December 1, 2001 – Immune checkpoint blockade works by blocking an inhibitory immune signal and reinvigorating exhausted T cells to kill cancer cells. However, only a minority of patients benefit from this treatment and responses can be short-lived. Understanding more about the molecular mechanisms of T cell exhaustion and reinvigoration could enable the design of new strategies to enhance the durability of immune checkpoint blockade therapy and expand its utility for cancer patients.
Alterations to chromatin—the collective term for DNA and its histone protein scaffolding—can stably silence genes and prevent exhausted T cells from being reinvigorated. Ludwig Oxford’s Yang Shi’s laboratory explored the changes in chromatin during T cell exhaustion. They discovered that LSD1, an enzyme that removes methyl groups from histone proteins, is an important regulator of T cell exhaustion in cancer.
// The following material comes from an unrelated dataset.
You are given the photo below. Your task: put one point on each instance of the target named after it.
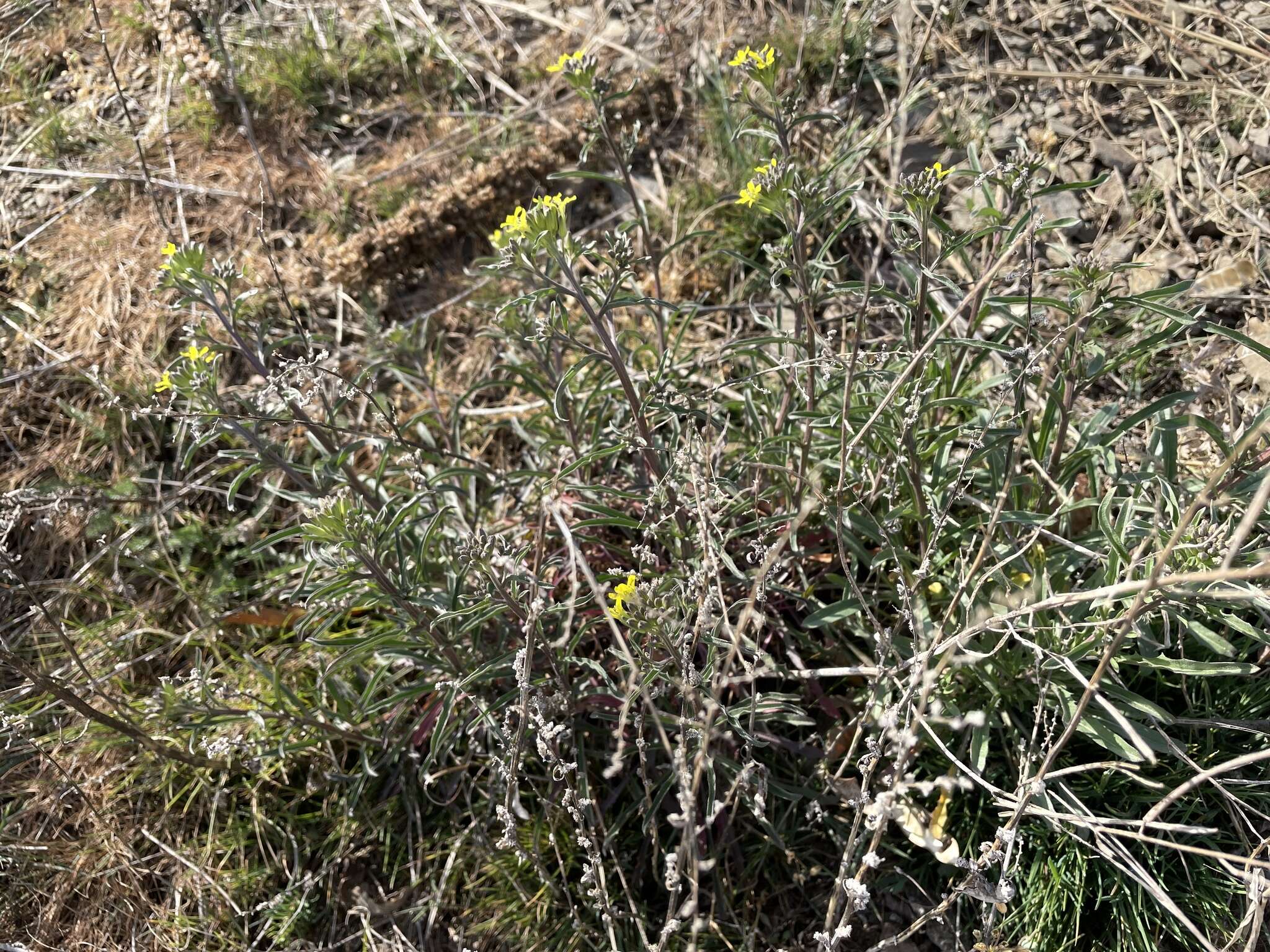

Their study, published in Nature Communications, shows that inhibiting LSD1 in mice increases the subset of exhausted T cells that can be reinvigorated by immune checkpoint blockade. This led to an increase in activated T cells with cancer-killing function and a longer-lasting response to treatment.
This study provides important new insights into the epigenetic mechanisms regulating T cell exhaustion and suggests that the combination of LSD1 inhibition with immune checkpoint blockade therapy should be investigated further to enhance cancer treatment.